Bail-In between Liquidity And Solvency – Introduction

The concept of “bail-in” is increasingly understood as the most significant regulatory achievement in post-crisis efforts to end “Too Big To Fail”. First articulated by Paul Calello and Wilson Ervin in 2010,1 it describes regulatory efforts to impose losses on a failing financial institution’s creditors, with the more fundamental objective of avoiding taxpayers’ rescue of banks that are too big to fail. Bail-in can be understood as the modern alternative to the two traditional crisis-fighting tools that were famously described by 19th century economist Walter Bagehot. In his influential book Lombard Street, Bagehot famously distinguished two alternatives: to provide central bank liquidity for banks that are illiquid, and to wind down insolvent ones.2 Bail-in is the “third way” to handle a failing institution by seeking to self-insure banks so that a rescue with public money becomes unnecessary. Over the past several years, this concept has won over a startling number of supporters across the world.

Yet, five years since the concept was first conceived, surprising uncertainties remain as to the precise regulatory objective of bail-in, as well as its trigger and the requirements for applying bail-in powers. Further, broad scepticism is voiced as to decisiveness of regulators to make use of their bail-in powers. In short, serious doubts persist as to the credibility of the concept, in particular relating to the fear that regulators may shy away from taking bail-in action in the decisive moment of rescue operations. Regulatory frameworks are ambivalent about the precise trigger requirements and substantial conditions for applying it. At the bottom of this vagueness is a surprising uncertainty about the precise purpose of bail-in.

This paper seeks to place the bail-in idea into the broader debate around the different operational tools that regulators and central banks have when dealing with a troubled global financial institution. It argues that the objective of bail-in has changed over time, developing from a purely redistributory goal (to avoid taxpayer liability) to a market confidence purpose (to stem panic by avoiding value-destroying runs). From this insight, the paper derives a number of regulatory implications. Chiefly, it is argued that bail-in can and should be applied to both insolvent and illiquid financial institutions, and that the regulatory framework should encourage making use of bail-in powers probably even earlier than that. Further, the paper makes the case for providing liquidity to a resolved financial institution by a robust lender of last resort, as bail-in in itself only addresses the recapitalization of an institution, but fails to make provision for ensuring its liquidity.

The remainder of this paper is structured as follows.
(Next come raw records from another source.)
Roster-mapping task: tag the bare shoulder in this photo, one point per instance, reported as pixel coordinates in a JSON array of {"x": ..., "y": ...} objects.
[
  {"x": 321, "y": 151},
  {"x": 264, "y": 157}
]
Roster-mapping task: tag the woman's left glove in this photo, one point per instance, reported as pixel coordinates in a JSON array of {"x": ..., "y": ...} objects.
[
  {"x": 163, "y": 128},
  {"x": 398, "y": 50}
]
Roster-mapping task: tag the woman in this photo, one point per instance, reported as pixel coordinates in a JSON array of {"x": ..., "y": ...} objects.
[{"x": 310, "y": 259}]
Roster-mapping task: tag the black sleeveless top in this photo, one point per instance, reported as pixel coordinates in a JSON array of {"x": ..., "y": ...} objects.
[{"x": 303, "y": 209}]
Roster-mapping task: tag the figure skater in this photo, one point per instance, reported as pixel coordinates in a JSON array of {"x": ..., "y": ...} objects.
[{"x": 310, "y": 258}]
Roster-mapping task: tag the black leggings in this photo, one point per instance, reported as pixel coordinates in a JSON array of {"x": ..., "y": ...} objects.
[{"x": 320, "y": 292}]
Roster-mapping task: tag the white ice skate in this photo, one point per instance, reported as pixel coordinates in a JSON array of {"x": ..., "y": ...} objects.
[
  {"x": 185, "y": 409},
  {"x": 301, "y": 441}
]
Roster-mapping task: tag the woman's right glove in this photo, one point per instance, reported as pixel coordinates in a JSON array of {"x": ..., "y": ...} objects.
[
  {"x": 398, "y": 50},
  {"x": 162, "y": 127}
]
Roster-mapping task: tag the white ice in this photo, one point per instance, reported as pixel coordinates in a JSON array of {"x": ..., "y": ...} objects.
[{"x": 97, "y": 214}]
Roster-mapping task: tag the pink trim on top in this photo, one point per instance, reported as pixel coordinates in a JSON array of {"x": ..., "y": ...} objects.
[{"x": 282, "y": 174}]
Section I. introduces the emergence of the bail-in concept in the context of post-crisis regulatory thinking and demonstrates the regulatory learning process over the past five years. Subsequently, section II. evaluates bail-in in the context of alternative rescue methods and demonstrates that the purpose of bail-in has been redefined: the original purpose was mainly to internalize the costs of bank failure instead of threatening the public purse; since then, however, bail-in has become a contributor to market stability and to address potential bank runs. This development has important ramifications for both the appropriate trigger for bail-ins and the question of incentivizing resolution authorities to intervene early. Section III. turns to liquidity provision by the lender of last resort and makes the case for enhanced central bank involvement in the post-resolution phase to restore the institution’s viability. Section IV. concludes.